PET scan

Since Saturday I have an irritating tickle in my trachea. Last week I coughed up a piece of tissue, the pulmonologist told me that this could happen. He has burned off pieces of the tumor, but it may be that there are still a few pieces of tissue that are half loose. This feels like a piece of tissue that flaps because air comes in during breathing.
Because I can’t reach the lung clinic by phone, I decide to stop by this afternoon (March 16) before I have the PET scan. They contact the pulmonologist and he tells the coughing is nothing to worry about. When I am in the nuclear department for the PET scan, the pulmonologist calls me asking if I can come by after the scan.

I'm taken to a room in the nuclear department. There I can sit on a bed and they will put an IV. The sugary, radioactive liquid is injected through the IV and I have to keep still for half an hour. Lying on the bed and not moving. The sugar goes to the energy-demanding parts in your body. When you use your muscles, energy goes there.
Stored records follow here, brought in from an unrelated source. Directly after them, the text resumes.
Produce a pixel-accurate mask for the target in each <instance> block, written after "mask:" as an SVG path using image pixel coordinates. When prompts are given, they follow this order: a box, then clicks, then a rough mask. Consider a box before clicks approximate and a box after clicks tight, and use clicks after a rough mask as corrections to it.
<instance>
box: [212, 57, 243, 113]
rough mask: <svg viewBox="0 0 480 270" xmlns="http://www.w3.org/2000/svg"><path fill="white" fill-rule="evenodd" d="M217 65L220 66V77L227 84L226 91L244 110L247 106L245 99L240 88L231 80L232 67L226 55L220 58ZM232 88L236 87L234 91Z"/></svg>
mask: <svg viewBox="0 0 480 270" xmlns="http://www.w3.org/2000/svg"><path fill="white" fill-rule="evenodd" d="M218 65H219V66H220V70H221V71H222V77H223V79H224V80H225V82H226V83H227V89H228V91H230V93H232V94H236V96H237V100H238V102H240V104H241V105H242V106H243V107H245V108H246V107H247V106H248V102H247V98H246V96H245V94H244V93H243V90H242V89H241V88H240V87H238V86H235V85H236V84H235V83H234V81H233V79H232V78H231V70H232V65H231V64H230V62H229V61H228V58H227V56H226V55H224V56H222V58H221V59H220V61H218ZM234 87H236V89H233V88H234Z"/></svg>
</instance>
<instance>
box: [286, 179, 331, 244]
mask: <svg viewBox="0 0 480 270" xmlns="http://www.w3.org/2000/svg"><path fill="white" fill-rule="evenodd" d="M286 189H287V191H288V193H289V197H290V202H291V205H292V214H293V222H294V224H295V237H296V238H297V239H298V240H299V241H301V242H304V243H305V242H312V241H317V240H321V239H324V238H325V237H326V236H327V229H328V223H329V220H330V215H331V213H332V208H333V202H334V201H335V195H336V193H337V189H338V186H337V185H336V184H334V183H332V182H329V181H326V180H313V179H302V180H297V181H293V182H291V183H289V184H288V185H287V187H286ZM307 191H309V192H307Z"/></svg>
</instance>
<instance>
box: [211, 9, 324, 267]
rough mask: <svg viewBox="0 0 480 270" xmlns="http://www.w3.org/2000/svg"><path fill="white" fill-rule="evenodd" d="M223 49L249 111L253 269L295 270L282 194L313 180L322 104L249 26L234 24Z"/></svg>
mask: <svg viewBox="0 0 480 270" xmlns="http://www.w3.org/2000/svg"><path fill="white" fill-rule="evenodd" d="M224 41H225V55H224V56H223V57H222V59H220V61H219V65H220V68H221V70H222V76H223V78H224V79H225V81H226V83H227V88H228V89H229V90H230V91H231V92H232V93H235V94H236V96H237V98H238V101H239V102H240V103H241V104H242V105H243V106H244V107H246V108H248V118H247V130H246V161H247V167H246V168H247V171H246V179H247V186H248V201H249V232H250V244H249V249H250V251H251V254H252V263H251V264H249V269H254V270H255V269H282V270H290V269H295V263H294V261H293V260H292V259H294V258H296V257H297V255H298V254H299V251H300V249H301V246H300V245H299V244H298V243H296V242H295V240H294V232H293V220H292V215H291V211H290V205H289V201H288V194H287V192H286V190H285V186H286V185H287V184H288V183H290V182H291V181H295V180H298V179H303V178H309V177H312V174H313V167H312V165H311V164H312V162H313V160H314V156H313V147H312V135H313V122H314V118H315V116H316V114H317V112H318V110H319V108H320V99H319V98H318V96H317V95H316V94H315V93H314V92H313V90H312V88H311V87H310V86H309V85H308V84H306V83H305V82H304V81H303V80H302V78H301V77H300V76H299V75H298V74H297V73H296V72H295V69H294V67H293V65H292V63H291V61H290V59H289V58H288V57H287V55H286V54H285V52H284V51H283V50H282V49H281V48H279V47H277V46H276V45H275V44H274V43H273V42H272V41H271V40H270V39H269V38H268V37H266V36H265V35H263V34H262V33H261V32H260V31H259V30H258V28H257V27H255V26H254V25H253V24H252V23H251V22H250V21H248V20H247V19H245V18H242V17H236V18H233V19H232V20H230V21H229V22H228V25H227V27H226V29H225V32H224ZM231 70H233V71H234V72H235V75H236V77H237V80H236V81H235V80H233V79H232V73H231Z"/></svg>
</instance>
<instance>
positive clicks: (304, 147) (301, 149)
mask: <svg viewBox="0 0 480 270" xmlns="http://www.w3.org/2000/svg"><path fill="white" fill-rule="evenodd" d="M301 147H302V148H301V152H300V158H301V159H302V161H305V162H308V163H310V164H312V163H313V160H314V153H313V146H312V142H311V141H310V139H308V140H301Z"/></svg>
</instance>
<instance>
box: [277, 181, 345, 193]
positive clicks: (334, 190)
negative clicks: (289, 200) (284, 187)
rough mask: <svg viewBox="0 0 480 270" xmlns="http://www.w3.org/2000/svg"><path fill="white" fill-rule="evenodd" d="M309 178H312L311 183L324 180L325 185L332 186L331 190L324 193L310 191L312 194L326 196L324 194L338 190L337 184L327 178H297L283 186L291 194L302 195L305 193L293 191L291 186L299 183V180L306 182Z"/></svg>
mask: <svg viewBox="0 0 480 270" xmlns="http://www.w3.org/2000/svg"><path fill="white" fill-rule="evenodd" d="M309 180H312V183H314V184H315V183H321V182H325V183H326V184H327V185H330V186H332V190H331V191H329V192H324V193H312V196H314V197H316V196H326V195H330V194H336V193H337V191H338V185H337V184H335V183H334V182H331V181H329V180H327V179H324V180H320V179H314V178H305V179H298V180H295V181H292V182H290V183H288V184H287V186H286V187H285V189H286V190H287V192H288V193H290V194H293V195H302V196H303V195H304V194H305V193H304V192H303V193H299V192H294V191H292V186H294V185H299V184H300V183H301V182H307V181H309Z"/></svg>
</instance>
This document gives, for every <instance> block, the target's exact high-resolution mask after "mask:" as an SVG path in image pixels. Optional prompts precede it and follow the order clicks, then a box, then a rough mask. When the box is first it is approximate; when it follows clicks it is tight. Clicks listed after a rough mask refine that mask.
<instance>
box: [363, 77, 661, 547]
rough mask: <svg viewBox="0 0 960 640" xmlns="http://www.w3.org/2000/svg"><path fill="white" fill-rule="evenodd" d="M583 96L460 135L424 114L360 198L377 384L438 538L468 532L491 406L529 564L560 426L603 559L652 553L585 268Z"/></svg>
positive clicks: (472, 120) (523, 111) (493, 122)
That is not what they want, the radioactive liquid must mainly go to the malignant cells.

Aftel the scan I go to the pulmonologist, he want to check the scan whether the cough is not caused by pneumonia. He is going to view the scan and tells me that he can, without prejudice, take a cursory look at the scan. My lungs look clean, no pneumonia, so the feeling of a flapping piece of tissue is probably correct. When he looks at the rest of the scan, he sees the tumor clearly light up. The rest of my body looks clean. He emphasizes again that it is without prejudice, the radiologist has yet to assess the scan, but it looks good.

Thursday March 19

This afternoon I have a telephone appointment with the pulmonologist. Hopefully there will be clarity if there are metastases and what next steps will be.
This, for us, crazy time is made even crazier by the lockdown because of the Corona virus COVID-19. The children are educated at home, M. works at home and no sports are allowed. In order to get a little exercise and to let the time go a little faster, I decide to do a pilates class. W. and T. are joining me so we turn the living room into a gym. While we are doing our exercises, B. finds it all very pleasant and buzzes in between.


The day lasts very long, but at half past five there is the redeeming phone call: there are no metastases!!!!
How happy you can be with the fact it is “only” one tumor. It still is cancer. Now I have to wait for a call from the chest surgeon for the trachea surgery.